Riferimenti bibliografici
Parte
istituzionale
Alberto M. Cirese, Cultura egemonica e culture subalterne, Palombo, Palermo
Pietro Clemente, Fabio Mugnaini, Oltre il folklore, Carocci, Roma, 2001
Fabio Dei, Beethoven e le mondine. Ripensare la cultura popolare, Meltemi, Roma 2003
Parte
monografica
Pietro Clemente, Paese-paesi, dispensa didattica, Università “La sapienza” di Roma (disponibile dall’inizio del corso presso il Centro Servizi della Biblioteca della Facoltà di Lettere e Filsofia)
Paul Ginsborg, Francesco Ramella (a cura di), Un' Italia minore : famiglia, istruzione e tradizioni civiche in Valdelsa, Giunti, Firenze, 1999
Gian Luigi Bravo, Italiani. Un racconto etnografico, Meltemi, Roma, 2001
Fabio Mugnaini, Tradizione in Toscana, dispensa didattica, Università degli Studi di Siena (disponibile dall’inizio del corso presso il Centro Servizi della Biblioteca della Facoltà di Lettere e Filosofia)
Metodi didattici
Il corso prevede lezioni frontali integrate dalla fruizione di materiali documentari audiovisivi. Sono previsti incontri con esponenti della ricerca demo-antropologica e con protagonisti di iniziative di rilancio di forme della cultura tradizionale.
Frequenza
La frequenza è consigliata.
Programma di esame
L’esame potrà essere sostenuto in due diverse modalità:
a) il colloquio orale sui due testi della parte istituzionale e su uno della parte monografica, a scelta dello studente;
b) un test scritto, da affrontare a fine corso, strettamente connesso alla attività didattica sviluppata in aula, riservato e consigliato, pertanto, agli studenti frequentanti.

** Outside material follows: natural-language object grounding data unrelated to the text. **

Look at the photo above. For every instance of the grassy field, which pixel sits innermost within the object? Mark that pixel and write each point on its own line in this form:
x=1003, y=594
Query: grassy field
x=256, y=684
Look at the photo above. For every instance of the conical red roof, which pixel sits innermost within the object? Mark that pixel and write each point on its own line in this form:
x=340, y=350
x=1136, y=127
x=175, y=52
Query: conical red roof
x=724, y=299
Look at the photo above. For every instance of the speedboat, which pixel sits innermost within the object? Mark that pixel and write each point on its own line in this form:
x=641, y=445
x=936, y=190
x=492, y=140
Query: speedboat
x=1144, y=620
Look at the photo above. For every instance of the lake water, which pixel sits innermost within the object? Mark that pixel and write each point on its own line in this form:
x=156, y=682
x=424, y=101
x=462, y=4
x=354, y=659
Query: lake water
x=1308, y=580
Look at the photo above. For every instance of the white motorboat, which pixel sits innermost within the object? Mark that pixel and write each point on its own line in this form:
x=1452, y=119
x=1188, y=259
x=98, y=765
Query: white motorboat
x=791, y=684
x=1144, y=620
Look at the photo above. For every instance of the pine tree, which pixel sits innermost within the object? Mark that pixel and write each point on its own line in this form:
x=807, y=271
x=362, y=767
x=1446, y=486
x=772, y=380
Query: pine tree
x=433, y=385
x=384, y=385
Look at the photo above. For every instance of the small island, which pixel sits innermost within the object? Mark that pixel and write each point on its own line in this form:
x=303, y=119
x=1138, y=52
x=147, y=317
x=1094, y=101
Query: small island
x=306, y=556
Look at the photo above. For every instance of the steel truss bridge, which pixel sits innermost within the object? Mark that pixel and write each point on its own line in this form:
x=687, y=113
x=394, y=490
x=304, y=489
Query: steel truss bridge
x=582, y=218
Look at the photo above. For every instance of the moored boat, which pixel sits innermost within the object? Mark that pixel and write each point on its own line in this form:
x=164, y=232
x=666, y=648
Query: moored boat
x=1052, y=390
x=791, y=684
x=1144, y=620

Programma di esame per gli studenti lavoratori, per gli studenti non frequentanti e per gli studenti che iterano il corso
Gli studenti lavoratori e gli studenti che non possono frequentare sono invitati a sostenere un colloquio orale sul programma d’esame sopra descritto come modalità a). Gli studenti che iterano il corso di Storia delle Tradizioni Popolari sono invitati a prendere contatto con il docente per
concordare un programma di letture coerente con il loro percorso formativo.
Programma di esame per gli studenti iscritti al Vecchio ordinamento
Il corso di Storia delle Tradizioni Popolari vale come annualità per gli studenti iscritti al precedente ordinamento universitario se congiunto alla frequenza del modulo avanzato denominato “Etnologia Europea”, offerto nel quadro della Laurea Specialistica in Antropologia Culturale ed Etnologia. Anche in questo caso il programma d’esame prevede due modalità:
a) il colloquio orale, sui due testi indicati sopra come parte istituzionale e tre testi da scegliere tra quelli della parte monografica e tra quelli indicati come parte monografica nel programma d’esame di Etnologia Europea (vedi infra), per un totale complessivo di cinque testi;
b) il test scritto previsto per la fine del corso di Storia delle Tradizioni Popolari e il test scritto previsto per la fine del corso di Etnologia Europea (riportando la votazione media), riservato e consigliato, pertanto, agli studenti frequentanti.
Gli studenti non frequentanti sono invitati a sostenere l’esame nella modalità del colloquio orale.
Gli studenti che iterano il corso, frequentanti o no, sono, invece, invitati a prendere contatto con il docente per concordare un programma di letture coerente con il loro percorso formativo.